Curiously, I have always been terrified of not having a roof, despite the fact that it has never been a real threat. I came from a poor household, but a poor household in the 1940s and 1950s was, in an important way, much richer: we were richer because we lived in a council house, with a secure tenancy and affordable rent. Despite being lowly paid, my father worked for the National Health Service as a porter and had a secure income. Throughout my life, I have always had a roof over my head and confidence; despite being fired a couple of times, even then I had sufficient reserves for it not to be a problem.

I invite people to think about how they would feel—I do not know why I think about this—if tonight was to be their first night on the streets; that they had done their best not to get into this situation, but somehow all their options have run out. Would it help to be told that it was their own fault? Somehow, we have this concept of the undeserving poor. When you are on the streets—it does not matter how you got there—it is an almost impossible position to climb back from.
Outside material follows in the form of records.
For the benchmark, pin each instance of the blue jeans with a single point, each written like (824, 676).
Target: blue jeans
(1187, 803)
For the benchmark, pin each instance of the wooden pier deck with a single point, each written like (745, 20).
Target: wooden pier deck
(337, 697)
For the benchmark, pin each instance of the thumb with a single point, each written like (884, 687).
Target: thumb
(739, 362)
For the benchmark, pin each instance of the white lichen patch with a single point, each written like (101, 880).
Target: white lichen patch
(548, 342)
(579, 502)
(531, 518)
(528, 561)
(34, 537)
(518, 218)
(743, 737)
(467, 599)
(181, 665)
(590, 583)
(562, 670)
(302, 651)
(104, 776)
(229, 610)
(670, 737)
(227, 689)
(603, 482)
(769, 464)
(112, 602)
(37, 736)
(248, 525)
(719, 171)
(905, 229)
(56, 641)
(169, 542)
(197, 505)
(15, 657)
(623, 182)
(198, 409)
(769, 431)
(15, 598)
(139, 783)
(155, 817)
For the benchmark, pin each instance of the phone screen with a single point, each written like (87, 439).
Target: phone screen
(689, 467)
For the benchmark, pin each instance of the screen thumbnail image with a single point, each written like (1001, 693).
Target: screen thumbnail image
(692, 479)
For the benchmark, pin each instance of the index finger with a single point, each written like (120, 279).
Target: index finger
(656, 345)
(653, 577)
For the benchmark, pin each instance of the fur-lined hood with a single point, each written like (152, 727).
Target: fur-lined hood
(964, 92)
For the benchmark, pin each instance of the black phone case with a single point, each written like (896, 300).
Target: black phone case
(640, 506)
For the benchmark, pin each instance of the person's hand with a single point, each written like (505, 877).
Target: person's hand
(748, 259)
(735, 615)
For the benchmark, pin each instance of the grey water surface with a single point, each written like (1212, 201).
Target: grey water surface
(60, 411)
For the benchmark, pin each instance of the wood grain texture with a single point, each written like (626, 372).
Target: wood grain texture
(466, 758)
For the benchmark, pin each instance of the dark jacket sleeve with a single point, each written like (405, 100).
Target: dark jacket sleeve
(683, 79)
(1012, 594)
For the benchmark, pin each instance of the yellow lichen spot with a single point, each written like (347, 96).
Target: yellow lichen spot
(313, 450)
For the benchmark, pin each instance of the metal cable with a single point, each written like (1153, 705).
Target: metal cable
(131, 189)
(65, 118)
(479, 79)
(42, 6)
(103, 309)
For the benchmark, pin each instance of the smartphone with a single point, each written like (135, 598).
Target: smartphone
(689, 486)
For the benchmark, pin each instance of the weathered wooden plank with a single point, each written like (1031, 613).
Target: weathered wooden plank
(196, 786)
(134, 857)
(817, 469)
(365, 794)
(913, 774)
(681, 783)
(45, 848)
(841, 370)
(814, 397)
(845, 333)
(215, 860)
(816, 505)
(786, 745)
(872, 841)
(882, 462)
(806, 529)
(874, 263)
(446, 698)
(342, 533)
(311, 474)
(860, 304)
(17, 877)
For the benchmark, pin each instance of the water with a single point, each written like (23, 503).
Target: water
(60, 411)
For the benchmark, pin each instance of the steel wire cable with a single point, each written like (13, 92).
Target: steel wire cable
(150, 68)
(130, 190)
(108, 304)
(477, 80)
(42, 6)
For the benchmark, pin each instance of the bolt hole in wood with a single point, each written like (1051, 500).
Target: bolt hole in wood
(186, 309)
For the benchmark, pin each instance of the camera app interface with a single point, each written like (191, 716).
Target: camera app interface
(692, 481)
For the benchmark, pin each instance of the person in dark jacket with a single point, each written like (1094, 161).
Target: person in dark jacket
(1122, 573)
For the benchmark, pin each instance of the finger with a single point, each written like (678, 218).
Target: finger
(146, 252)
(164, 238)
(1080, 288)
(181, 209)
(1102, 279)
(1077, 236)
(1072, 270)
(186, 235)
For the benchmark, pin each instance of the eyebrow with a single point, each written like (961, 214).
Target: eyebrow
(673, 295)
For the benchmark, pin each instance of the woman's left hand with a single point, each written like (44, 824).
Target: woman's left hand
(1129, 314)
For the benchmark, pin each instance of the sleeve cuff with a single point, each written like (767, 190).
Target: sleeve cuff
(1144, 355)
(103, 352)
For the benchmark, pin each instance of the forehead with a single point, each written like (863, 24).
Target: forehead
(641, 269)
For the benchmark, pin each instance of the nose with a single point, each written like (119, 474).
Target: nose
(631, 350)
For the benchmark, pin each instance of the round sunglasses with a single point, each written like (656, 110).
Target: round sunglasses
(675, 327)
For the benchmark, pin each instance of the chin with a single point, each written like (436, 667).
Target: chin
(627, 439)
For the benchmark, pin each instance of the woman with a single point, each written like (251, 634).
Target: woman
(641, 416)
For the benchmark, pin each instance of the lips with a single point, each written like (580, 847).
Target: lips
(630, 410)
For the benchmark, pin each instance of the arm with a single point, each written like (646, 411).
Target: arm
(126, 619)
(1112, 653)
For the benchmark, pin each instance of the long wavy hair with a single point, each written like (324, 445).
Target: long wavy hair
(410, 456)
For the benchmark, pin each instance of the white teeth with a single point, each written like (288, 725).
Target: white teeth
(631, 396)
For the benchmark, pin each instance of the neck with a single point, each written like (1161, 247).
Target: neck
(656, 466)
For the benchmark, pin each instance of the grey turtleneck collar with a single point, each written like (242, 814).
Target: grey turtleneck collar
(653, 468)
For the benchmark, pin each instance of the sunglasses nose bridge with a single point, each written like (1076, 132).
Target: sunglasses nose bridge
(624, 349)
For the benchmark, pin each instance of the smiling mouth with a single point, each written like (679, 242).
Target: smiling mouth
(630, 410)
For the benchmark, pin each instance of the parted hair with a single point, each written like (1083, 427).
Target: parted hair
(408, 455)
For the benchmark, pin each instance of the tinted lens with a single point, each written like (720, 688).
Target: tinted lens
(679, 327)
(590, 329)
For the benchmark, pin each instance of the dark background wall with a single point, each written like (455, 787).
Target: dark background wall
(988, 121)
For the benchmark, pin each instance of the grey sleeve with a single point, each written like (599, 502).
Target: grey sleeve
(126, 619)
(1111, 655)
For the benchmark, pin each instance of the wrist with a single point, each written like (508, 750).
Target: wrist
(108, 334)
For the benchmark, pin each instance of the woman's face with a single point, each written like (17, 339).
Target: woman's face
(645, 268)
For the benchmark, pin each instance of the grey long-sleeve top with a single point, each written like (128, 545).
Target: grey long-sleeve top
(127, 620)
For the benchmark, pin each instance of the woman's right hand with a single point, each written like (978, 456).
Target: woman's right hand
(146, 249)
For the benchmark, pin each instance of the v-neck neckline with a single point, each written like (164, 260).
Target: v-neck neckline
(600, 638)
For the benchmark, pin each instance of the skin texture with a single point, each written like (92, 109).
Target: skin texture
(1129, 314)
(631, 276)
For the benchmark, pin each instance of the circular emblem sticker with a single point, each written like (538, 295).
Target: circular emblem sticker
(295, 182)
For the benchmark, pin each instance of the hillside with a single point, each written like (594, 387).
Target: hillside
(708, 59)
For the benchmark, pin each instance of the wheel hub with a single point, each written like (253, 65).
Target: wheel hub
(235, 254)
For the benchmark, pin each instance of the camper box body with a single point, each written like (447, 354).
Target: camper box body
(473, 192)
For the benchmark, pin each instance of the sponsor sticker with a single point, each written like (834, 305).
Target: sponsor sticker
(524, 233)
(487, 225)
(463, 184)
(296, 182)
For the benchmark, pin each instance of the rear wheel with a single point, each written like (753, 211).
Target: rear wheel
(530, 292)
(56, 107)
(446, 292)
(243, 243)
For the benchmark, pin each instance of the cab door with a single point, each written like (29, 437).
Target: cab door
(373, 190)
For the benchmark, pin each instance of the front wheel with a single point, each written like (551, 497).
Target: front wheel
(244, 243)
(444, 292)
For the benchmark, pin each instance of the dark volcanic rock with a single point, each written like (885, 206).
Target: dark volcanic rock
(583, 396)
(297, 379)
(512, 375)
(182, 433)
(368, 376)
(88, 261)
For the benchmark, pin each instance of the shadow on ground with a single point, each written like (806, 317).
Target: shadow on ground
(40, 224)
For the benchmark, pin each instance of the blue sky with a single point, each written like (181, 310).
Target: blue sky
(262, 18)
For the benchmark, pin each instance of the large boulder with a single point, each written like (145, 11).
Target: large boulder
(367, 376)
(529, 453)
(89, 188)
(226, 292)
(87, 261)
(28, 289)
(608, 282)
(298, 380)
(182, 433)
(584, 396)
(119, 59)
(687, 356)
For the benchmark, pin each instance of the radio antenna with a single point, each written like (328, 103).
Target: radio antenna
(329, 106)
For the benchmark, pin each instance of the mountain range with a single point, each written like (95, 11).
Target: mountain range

Would it help being told that losing £20 a week would help, despite the cost of living shooting upwards, as though somehow making you poorer means you are more likely to get a job? I find that very difficult to believe. I draw no conclusions from this because I accept that this is complex, but we surely have to somehow feel the terror of homelessness and, as best we can, try to imagine what poverty is like to give this the weight it should have in our discussions.

It is crucial to recognise that these people exist. They may not vote, but they are citizens, and somehow, they cope—or do they? Google told me today, in my last dive into this area, that homeless men typically die aged 45. In the general population, the age for men is just over 79. So, these people do not cope, really, but they do cope night by night. I am not sure I could cope for a single night.